Unlearning Protected User Attributes in Recommendations with Adversarial Training
Sprache des Titels:
Proceedings of the 45th International ACM SIGIR Conference on Research and Development in Information Retrieval (SIGIR 2022)
Collaborative filtering algorithms capture underlying consumption
patterns, including the ones specific to particular demographics
or protected information of users, e. g., gender, race, and location.
These encoded biases can influence the decision of a recommendation
system (RS) towards further separation of the contents provided
to various demographic subgroups, and raise privacy concerns
regarding the disclosure of users? protected attributes. In this
work, we investigate the possibility and challenges of removing
specific protected information of users from the learned interaction
representations of a RS algorithm, while maintaining its effectiveness.

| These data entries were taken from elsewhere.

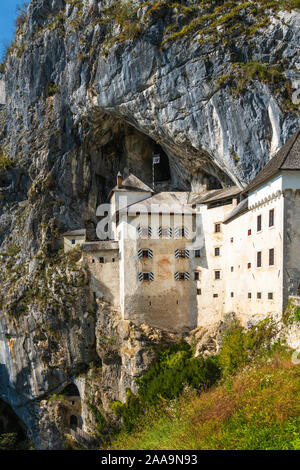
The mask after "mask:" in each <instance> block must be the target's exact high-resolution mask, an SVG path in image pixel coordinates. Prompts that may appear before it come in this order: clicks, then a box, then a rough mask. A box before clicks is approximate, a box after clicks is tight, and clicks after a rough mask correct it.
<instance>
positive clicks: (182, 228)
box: [174, 227, 189, 238]
mask: <svg viewBox="0 0 300 470" xmlns="http://www.w3.org/2000/svg"><path fill="white" fill-rule="evenodd" d="M174 235H175V238H188V237H189V231H188V229H187V228H186V227H175V230H174Z"/></svg>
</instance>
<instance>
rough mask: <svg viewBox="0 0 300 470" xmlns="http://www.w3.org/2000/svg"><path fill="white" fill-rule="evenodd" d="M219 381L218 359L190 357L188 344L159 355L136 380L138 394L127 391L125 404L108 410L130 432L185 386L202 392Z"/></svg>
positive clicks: (189, 353)
mask: <svg viewBox="0 0 300 470" xmlns="http://www.w3.org/2000/svg"><path fill="white" fill-rule="evenodd" d="M219 377H220V368H219V366H218V362H217V358H208V359H203V358H202V357H192V350H191V347H190V346H189V345H188V344H187V343H179V344H175V345H172V346H170V347H169V348H167V349H166V350H164V351H162V352H161V353H160V354H159V356H158V358H157V360H156V361H155V362H154V363H153V364H152V365H151V366H150V368H149V369H148V371H147V372H146V373H145V374H144V375H143V377H141V378H139V379H137V384H138V394H137V395H134V394H133V393H132V392H131V391H130V390H129V389H128V390H127V399H126V402H125V404H124V405H123V404H122V403H120V402H113V403H112V404H111V409H112V410H113V411H114V413H115V414H116V416H117V417H119V418H120V417H122V422H123V425H124V428H125V429H126V430H128V431H129V430H131V429H132V428H133V426H134V423H135V422H136V420H137V419H138V417H139V416H141V415H142V414H143V413H144V412H146V410H147V408H150V407H151V406H154V407H155V406H157V405H159V404H160V403H161V401H162V400H165V399H168V400H170V399H172V398H175V397H177V396H179V395H180V393H181V392H182V391H183V389H184V386H185V385H189V386H191V387H193V388H194V389H196V390H203V389H206V388H208V387H210V386H211V385H212V384H214V383H215V382H216V381H217V380H218V378H219Z"/></svg>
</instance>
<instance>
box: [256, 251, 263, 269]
mask: <svg viewBox="0 0 300 470" xmlns="http://www.w3.org/2000/svg"><path fill="white" fill-rule="evenodd" d="M256 266H257V267H258V268H261V266H262V261H261V251H258V252H257V255H256Z"/></svg>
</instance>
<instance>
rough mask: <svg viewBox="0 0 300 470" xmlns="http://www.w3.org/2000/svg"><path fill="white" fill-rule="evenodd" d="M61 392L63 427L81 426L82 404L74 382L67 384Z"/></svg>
mask: <svg viewBox="0 0 300 470" xmlns="http://www.w3.org/2000/svg"><path fill="white" fill-rule="evenodd" d="M61 394H62V395H63V397H64V401H63V403H64V406H63V408H62V409H61V413H62V419H63V422H64V427H65V429H77V428H81V427H82V416H81V414H82V406H81V397H80V393H79V390H78V387H77V386H76V385H75V384H74V383H70V384H68V385H67V386H66V387H65V388H64V389H63V391H62V392H61Z"/></svg>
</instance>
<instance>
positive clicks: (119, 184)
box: [117, 171, 123, 188]
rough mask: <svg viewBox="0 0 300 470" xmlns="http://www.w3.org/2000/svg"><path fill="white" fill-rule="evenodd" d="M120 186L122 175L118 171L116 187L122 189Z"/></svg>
mask: <svg viewBox="0 0 300 470" xmlns="http://www.w3.org/2000/svg"><path fill="white" fill-rule="evenodd" d="M122 184H123V177H122V173H121V172H120V171H119V173H118V174H117V187H118V188H122Z"/></svg>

Specifically, we incorporate adversarial training into the
state-of-the-art MultVAE architecture, resulting in a novel model,
Adversarial Variational Auto-Encoder with Multinomial Likelihood
(Adv-MultVAE), which aims at removing the implicit information
of protected attributes while preserving recommendation performance.
We conduct experiments on the MovieLens-1M and LFM-
2b-DemoBias datasets, and evaluate the effectiveness of the bias
mitigation method based on the inability of external attackers in
revealing the users? gender information from the model. Comparing
with baseline MultVAE, the results show that Adv-MultVAE, with
marginal deterioration in performance (w. r. t. NDCG and recall),
largely mitigates inherent biases in the model on both datasets.